Tomorrow is the first day of the spring we’ve all been waiting on – for this I am grateful. It was late spring seven years ago when I came from Athens to Boston, an act more random than conscious, fleeing a broken graduate program and a breaking relationship to the only city with which I was familiar (by proxy). The seven years prior to that unfocused & spontaneous choice I managed to spend aimlessly (by any objective estimation) in three different universities, failing all the while to acquire any appreciable employment skills or practical idea of what to do with life.
Since I’ve been in Boston I’ve scored a master’s degree, worked more or less contiguous chunks of time at three of the best hospitals in the country, made and lost some great friends and shot more than my fair share of fantastic bands. My entire family has relocated here, grown, and grown, and grown again. Life, overall, has been kinder to me than I probably deserve. While I’m counter-intuitively a little proud that I can’t claim to be savvy in the way of career trajectory, I don’t want to be consciously dense when an opportunity arises. To that end, I’ll post without further comment a couple of photographs that have been looking at as a result of an interesting phone call this morning that’s got me thinking about the next seven years.
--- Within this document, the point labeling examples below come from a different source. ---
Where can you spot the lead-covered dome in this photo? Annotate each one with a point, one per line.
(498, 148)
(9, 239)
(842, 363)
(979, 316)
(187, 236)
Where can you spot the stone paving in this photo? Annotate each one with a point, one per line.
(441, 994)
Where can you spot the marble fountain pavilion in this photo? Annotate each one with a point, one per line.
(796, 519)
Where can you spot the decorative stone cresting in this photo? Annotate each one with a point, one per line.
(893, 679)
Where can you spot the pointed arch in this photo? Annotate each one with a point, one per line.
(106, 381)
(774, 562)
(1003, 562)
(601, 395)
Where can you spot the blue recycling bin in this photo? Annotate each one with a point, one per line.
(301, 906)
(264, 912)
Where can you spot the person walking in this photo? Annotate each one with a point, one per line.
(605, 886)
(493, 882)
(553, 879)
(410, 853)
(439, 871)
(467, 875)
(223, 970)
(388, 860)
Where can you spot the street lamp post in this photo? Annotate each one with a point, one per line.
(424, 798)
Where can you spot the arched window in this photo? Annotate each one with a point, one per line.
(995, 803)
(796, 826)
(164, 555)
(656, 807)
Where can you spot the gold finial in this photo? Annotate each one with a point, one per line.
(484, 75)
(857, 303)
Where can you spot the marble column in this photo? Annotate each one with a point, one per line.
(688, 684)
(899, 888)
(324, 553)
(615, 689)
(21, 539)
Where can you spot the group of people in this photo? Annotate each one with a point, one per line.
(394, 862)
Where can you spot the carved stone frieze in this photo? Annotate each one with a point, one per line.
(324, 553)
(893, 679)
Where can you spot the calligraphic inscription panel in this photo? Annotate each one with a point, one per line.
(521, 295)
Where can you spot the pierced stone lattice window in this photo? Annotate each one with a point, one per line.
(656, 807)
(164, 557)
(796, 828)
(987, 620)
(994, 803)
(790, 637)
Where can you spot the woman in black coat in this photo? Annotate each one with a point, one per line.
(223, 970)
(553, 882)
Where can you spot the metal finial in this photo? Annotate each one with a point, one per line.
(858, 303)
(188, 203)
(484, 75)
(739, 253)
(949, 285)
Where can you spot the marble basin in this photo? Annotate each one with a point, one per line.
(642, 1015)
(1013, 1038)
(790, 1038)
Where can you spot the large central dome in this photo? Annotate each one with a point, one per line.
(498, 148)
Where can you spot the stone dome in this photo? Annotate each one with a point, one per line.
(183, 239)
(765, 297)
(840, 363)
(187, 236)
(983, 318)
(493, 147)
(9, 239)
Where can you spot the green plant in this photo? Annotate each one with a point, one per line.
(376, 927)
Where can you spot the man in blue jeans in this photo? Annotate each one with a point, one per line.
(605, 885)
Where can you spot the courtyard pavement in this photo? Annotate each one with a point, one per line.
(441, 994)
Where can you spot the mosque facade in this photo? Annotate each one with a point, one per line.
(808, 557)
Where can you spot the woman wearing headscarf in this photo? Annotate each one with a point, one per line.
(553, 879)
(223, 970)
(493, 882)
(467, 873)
*Slow Numbers from Morphine -
The number four means nothing to me but the number four means death to Chinese.
Number seven is lucky in Japan. Here we don’t give a damn.



Come to San Francisco! It’s very nice here. Great weather, tons to do, lots of attractive young women. !
d00d it’s been a day how come you’re not here yet?
Have been picking out apartments and trying to figure out how to disguise the dog as a hypoallergenic cat.